REPORT●遠藤正賢(ENDO Masakatsu)
PHOTO●遠藤正賢/ブリヂストン/トヨタ自動車
会田氏が説明した、サシムの主な特徴を簡潔に列挙すると、下記の通りになる。
【サシムの主な特徴】
・ブタジエンやイソプレンなどの合成ゴム成分と、エチレンなどの樹脂成分を、同社独自の改良型Gd(ガドリニウム)重合触媒を用いることで、分子レベルで結びつけたポリマー(重合体)
・合成ゴムより耐破壊特性が高い天然ゴムと比較しても、耐亀裂性は5倍以上、耐摩耗性は2.5倍以上、引張強度は1.5倍以上
・釘などで刺しても穴が開きにくい
・穴が開いても熱を加えると修復・再生でき、元の強さを取り戻せる
・液体窒素で凍らせるような低温下で叩いても割れない
・無色透明で、機能を損なわず着色することも可能
・ゴムと樹脂の配合比率を変更することで形態や物性、性能を自在に制御可能
端的に言えば、ゴムのしなやかさと樹脂の強さを両立した、透明かつリサイクル可能なポリマーということになる。
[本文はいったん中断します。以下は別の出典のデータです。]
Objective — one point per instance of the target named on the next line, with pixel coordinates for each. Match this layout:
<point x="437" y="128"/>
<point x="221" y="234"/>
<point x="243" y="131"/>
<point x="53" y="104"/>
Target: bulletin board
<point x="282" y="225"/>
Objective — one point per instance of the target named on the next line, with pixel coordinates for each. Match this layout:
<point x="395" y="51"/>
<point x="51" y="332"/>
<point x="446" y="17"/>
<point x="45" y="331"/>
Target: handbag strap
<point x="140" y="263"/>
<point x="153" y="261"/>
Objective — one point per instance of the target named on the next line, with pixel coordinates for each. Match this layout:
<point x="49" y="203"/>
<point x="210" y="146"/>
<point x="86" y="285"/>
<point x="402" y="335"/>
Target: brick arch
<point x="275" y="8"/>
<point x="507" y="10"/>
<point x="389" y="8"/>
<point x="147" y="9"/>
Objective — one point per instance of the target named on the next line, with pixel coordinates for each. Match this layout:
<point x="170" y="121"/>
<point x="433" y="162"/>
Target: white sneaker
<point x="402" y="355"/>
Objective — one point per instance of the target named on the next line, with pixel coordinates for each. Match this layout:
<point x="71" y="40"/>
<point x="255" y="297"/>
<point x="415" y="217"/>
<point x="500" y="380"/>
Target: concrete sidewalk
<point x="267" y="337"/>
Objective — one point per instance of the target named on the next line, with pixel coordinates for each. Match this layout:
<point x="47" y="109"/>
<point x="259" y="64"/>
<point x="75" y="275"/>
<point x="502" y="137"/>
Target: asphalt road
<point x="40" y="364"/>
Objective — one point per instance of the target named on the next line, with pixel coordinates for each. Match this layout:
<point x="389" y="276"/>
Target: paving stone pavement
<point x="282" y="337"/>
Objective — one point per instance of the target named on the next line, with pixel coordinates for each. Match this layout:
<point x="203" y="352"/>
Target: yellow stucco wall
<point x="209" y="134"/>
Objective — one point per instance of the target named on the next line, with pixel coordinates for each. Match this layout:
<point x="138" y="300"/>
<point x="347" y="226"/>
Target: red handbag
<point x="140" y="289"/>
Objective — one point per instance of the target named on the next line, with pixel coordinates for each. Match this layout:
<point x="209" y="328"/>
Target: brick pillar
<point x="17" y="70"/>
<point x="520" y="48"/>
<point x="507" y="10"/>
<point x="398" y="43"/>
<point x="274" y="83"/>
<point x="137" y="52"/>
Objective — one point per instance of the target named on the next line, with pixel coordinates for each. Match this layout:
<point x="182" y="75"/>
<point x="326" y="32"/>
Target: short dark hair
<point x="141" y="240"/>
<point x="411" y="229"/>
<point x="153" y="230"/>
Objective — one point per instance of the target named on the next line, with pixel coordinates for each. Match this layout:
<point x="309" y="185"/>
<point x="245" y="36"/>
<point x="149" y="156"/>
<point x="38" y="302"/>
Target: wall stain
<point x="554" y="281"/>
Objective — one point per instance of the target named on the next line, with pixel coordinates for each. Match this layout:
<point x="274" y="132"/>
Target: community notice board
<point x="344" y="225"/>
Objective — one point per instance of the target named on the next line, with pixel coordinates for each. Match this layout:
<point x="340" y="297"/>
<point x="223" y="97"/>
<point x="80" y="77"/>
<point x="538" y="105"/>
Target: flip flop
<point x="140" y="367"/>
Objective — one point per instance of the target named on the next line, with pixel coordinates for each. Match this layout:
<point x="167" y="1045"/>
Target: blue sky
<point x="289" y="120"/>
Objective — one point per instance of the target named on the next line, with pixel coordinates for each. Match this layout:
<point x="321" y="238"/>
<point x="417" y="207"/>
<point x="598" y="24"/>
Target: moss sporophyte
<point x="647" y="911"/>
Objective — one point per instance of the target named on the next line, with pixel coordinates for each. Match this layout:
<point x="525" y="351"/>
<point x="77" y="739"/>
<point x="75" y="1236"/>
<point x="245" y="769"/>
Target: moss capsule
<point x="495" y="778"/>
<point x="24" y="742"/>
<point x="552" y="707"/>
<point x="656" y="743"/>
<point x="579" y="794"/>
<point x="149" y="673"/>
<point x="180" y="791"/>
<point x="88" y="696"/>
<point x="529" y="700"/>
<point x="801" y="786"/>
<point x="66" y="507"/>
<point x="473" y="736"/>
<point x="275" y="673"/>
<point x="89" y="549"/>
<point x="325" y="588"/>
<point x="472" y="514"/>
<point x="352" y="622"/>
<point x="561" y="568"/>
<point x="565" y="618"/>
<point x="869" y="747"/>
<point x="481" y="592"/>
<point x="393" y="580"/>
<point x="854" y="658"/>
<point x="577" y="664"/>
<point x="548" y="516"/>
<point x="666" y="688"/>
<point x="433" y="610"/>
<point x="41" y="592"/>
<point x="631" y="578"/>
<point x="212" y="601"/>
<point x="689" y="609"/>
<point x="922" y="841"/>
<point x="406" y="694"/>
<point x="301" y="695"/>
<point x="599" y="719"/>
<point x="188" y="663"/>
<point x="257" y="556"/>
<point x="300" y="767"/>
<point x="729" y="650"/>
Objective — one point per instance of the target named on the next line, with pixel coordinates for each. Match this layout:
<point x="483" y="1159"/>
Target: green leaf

その特徴を最大限活用したコンセプトタイヤは、従来のタイヤに相当する赤い部分に柔らかいサシム、ホイールに相当する白い部分に硬いサシムを用いるとともに、3Dプリンターによって両者をシームレスにつなげて組成。また、サシムのしなやかで美しく機能的な性質を表現すべく、そのデザインには日本伝統の竹細工がモチーフとして採り入れられている。
さて、そんなサシムをタイヤ(およびホイール)以外に使うとすれば、どんな用途があるだろうか?
前述の歩行者保護性能と裏返しになるが、インパネやトリム類などの内装材に用いれば、衝突時の乗員保護性能を高めることもできるだろう。あるいは形態や物性、性能を自在に制御可能な特徴を活かせば、フィット感とホールド性、クッション性を高い次元で兼ね備えた、一体成形のシートも作れるのではないだろうか。
以上はあくまでも筆者の推測であり、性能面のみ考慮しても実現可能かどうかは、現時点の情報だけでは未知数だ。そしてこれら以外にも、クルマ以外にも範囲を広げれば、適した用途は星の数ほどあることだろう。
2020年代が目標という商品化の際、サシムは実際にどのような姿で我々の前に現れるのだろうか? 興味は尽きない。